To almost no one’s surprise, Sacramento County District Attorney Anne Marie Schubert, who gets her pay from the same window as the police, and gets political contributions from the police union, wrote in her seven-page summary in a 60-plus page report that “(t)he evidence in this case demonstrates that both officers had an honest and reasonable belief that they were in imminent danger of death or great bodily injury.” Her decision is formally based on the findings of a police review released in October.

This is the Catch 22 that young black people live with, particularly black males. They are pre-perceived to be a physical threat to public peace and police officers have a license to kill because that threat perception then permits police to act with legal impunity. Officers simply need to state that they felt threatened by someone and it is safe to use deadly force. A hypothetical admission by a police officer something akin to: “I am a coward and I get easily scared” would be a legal justification for one of these extrajudicial shootings.

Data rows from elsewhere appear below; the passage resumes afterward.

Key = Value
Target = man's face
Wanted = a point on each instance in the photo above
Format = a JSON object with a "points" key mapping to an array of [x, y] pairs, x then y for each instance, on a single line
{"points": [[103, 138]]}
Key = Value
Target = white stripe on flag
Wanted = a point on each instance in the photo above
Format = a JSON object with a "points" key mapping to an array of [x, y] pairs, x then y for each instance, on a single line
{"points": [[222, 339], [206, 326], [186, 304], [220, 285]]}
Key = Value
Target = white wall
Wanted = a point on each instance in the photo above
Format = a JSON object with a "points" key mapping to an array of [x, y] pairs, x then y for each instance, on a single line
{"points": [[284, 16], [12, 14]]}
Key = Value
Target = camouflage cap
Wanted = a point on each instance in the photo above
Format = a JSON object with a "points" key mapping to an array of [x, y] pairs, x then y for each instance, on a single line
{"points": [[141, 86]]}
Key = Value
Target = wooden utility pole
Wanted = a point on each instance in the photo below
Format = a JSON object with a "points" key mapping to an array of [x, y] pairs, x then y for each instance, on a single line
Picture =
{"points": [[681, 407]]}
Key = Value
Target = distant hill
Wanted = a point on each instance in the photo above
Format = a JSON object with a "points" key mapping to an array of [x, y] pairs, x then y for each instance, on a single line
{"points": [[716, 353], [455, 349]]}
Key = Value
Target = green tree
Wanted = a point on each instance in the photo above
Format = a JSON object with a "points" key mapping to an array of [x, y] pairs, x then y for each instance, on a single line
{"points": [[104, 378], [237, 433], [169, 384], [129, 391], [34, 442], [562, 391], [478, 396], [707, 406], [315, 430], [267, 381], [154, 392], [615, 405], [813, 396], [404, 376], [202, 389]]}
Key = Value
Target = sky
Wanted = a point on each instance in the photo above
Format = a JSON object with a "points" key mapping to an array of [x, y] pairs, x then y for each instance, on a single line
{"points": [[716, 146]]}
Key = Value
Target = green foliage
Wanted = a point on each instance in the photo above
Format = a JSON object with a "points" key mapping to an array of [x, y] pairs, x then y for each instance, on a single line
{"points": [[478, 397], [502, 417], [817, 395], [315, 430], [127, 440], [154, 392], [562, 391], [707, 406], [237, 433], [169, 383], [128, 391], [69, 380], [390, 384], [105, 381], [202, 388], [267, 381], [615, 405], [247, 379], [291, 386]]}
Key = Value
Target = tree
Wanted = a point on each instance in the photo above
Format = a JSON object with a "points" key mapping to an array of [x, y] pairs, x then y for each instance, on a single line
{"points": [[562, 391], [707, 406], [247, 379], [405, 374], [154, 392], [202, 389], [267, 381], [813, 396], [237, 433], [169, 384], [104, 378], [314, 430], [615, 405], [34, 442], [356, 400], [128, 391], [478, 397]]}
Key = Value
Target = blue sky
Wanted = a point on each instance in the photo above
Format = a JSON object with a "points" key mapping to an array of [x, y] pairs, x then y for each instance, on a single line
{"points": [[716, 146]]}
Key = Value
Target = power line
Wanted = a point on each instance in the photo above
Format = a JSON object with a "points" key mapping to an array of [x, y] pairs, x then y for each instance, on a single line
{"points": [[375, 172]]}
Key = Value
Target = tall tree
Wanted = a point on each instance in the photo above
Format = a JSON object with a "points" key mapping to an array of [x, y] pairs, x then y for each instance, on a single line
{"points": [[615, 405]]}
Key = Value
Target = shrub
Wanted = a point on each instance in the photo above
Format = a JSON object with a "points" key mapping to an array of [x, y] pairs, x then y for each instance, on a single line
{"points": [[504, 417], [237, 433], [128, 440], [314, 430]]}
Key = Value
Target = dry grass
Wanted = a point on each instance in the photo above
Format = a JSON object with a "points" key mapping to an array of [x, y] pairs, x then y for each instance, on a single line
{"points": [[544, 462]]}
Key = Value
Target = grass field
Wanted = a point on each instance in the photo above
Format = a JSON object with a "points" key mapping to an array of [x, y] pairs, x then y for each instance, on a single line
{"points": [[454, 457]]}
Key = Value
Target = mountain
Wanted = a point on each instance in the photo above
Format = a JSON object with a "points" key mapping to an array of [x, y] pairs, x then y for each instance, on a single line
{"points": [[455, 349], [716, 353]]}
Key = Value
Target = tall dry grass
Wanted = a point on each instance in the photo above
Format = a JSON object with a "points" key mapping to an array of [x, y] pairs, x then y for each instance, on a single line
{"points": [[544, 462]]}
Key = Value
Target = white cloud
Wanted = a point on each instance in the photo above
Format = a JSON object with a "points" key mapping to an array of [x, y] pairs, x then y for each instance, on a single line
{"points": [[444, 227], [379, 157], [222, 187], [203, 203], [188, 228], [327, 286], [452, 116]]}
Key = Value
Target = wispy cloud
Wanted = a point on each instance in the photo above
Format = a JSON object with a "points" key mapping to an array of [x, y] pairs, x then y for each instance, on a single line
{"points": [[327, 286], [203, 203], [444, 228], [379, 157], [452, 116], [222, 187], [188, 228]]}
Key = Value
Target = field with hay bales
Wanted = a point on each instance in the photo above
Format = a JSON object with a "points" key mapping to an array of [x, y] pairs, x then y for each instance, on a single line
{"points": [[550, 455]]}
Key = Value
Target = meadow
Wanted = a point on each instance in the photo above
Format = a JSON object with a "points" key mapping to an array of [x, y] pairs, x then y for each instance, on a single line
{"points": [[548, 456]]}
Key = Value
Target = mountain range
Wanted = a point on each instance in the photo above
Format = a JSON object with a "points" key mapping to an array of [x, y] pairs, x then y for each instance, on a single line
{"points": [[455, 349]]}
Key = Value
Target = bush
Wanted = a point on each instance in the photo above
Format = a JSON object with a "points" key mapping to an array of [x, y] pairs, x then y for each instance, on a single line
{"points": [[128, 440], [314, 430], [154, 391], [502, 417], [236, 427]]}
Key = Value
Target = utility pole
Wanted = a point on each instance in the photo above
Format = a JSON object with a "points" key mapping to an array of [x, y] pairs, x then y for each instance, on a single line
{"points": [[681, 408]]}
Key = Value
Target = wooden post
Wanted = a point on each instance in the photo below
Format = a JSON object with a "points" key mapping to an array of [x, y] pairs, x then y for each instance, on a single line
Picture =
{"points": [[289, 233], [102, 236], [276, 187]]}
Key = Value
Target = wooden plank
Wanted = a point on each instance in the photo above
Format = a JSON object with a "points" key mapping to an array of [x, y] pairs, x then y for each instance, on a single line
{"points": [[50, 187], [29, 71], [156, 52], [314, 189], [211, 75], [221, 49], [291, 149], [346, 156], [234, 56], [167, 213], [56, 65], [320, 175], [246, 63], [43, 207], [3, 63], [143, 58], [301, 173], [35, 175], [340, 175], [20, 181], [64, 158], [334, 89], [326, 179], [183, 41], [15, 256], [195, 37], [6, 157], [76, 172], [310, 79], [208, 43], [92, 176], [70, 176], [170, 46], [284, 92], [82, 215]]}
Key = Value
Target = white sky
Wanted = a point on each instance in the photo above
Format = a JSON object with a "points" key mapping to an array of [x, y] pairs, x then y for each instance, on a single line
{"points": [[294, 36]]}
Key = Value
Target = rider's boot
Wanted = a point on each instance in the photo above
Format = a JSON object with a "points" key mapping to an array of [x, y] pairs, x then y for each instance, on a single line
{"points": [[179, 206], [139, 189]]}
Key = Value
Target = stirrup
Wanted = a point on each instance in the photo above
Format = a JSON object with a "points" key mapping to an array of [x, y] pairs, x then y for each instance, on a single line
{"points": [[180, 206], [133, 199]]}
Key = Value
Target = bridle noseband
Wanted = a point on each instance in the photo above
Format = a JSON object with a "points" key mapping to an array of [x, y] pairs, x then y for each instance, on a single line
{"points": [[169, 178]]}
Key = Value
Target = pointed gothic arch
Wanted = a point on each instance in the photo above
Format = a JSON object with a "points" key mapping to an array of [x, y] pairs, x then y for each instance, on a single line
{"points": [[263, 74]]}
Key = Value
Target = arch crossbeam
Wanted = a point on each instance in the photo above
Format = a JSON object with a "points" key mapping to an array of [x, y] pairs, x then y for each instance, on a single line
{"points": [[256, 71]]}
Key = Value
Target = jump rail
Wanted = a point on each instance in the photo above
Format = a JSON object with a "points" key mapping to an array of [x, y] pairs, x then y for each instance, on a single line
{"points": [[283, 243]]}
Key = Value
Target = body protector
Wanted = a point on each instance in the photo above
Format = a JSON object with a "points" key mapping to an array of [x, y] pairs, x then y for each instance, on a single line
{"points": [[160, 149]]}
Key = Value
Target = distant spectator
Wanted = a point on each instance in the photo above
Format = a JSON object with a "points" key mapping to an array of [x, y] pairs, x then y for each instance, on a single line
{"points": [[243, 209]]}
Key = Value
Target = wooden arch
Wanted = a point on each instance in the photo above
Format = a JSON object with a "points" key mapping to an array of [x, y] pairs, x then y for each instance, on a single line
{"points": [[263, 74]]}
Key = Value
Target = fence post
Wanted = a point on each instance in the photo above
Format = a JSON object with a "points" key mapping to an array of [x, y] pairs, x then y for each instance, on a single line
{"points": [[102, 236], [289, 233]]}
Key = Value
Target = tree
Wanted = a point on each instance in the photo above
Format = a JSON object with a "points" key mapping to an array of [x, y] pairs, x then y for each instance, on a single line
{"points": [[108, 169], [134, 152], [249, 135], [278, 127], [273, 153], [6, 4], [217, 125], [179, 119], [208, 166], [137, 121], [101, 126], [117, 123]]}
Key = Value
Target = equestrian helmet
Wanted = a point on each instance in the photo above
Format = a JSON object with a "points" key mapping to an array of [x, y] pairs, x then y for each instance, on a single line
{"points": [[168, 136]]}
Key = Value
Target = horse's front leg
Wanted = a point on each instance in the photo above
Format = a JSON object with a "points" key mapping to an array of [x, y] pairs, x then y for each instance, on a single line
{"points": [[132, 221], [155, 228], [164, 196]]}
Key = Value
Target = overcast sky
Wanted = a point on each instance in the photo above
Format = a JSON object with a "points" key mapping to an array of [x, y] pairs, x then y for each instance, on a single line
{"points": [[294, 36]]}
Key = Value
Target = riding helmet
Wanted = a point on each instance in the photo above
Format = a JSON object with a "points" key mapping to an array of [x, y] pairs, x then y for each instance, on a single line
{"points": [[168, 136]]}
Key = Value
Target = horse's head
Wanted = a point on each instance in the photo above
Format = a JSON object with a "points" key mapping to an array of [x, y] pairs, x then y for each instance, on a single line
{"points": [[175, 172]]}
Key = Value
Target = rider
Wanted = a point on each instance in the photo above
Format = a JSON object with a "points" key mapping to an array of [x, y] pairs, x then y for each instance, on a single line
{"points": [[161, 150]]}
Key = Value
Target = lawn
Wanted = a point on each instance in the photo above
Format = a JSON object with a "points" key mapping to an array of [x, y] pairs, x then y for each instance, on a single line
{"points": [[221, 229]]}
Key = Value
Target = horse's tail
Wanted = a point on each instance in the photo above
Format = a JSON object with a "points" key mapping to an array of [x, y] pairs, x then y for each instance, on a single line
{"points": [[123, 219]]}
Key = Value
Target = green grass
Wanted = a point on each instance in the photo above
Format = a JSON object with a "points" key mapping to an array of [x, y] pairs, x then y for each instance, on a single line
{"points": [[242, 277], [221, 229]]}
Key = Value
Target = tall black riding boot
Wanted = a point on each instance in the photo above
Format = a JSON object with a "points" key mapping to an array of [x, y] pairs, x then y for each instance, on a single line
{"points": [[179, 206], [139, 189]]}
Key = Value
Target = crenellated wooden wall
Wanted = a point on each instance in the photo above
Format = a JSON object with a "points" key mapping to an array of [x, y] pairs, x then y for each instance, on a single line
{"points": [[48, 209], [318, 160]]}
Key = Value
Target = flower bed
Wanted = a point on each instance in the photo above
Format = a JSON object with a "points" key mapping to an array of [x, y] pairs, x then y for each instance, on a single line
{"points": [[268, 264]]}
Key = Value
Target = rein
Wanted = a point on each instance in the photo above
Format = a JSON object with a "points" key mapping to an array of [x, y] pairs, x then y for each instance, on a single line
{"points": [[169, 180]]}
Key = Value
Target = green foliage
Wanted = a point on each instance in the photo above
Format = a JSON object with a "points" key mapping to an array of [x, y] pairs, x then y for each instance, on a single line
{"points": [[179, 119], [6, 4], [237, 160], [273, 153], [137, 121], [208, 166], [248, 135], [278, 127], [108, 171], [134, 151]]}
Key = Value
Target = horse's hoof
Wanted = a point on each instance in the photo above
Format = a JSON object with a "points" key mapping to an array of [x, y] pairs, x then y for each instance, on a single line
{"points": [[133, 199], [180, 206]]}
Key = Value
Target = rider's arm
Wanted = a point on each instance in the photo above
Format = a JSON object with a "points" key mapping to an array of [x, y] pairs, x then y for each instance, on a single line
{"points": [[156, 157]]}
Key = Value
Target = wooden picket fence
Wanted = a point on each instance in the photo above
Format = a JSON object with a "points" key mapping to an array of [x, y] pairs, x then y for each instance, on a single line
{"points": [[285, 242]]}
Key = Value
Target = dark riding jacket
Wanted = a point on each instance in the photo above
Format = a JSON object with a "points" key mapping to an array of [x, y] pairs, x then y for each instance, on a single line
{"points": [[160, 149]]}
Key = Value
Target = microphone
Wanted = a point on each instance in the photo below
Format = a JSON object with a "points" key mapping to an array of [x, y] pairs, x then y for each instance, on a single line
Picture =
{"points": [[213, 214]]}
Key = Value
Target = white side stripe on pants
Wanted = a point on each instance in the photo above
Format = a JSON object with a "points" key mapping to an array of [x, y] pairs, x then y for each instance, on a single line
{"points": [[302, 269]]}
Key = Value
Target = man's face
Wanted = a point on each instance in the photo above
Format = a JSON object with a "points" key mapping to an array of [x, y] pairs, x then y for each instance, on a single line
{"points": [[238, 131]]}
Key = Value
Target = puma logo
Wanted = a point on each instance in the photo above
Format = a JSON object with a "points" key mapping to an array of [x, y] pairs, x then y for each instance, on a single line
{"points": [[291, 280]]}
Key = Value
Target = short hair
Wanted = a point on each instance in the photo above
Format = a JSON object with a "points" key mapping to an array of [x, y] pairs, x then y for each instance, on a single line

In this case, police were working on a report that there had been someone breaking out car windows in the neighborhood. Clark was carrying an iPhone-- which police said they thought was a gun. So um, yeah. Even a suspect with his back turned is judged over and over again in these types of cases to have been a threat. And in this case, the person they believe they are pursuing is accused-- by whomever called it in-- of only a property crime, not a violent one.

During her news conference, Schubert released private information from Clark's cellphone suggesting he had been considering suicide in the days leading up to his death, and this disclosure helps to make the public case that Clark was possibly attempting a “suicide by cop.” This concept has become another convenient out for police-- in each instance, containing at least a substantial amount of speculation about the victim’s motivations. If anything, Clark's private correspondence indicates that he needed mental health treatment, not death, but the slippery concept of “suicide by cop” serves to get us to stop asking difficult questions of those that are charged with protecting us when their actions work to bring about the opposite of protecting lives. The claim has quickly become popular among apologists of police misconduct, though there is-- after nearly four decades since the term was coined-- still almost no concrete data available about it. Shockingly, we’re so far yet removed from scientific research on “suicide by cop,” we don’t even have concrete data about how many Americans are shot by police in a given year.

Those that suffer from mental illness should be less likely to be shot by police, not more. The unsubstantiated language “suicide by cop” does the police no favors either. It gives citizens the false impression that police will always shoot you if they have a reason to. Such a notion could encourage truly suicidal people to place themselves in these risky situations.

Since police are trained only to make demands of the people they are policing and to expect compliance, it should come as no surprise that usually the missing training ingredient is that which involves de-escalation and conflict resolution. Two Sacramento cops don’t need to try to reason with a depressed, or mentally unstable person, when they’re enabled by the law to simply murder him. When police chiefs respond to incidents such as this with comments like, “the officers were reacting according to the training they’ve received,” the follow-up question eventually needs to be “why are we training this?”

In California, there is a piece of legislation-- Assembly Bill 392-- that would limit the circumstances under which police can use deadly force. There is no evidence that even Democrats can be relied upon to support it. Kamala Harris, the former state attorney general, now senator and “progressive” candidate for U.S. president has still failed to take a position on this bill. A former prosecutor herself, Harris seems intent on adding to her reputation as a progressive only when it matters the least. While we wait, another black soul, unarmed, is lost, and with no repercussions for his killers or the system that creates and backs them.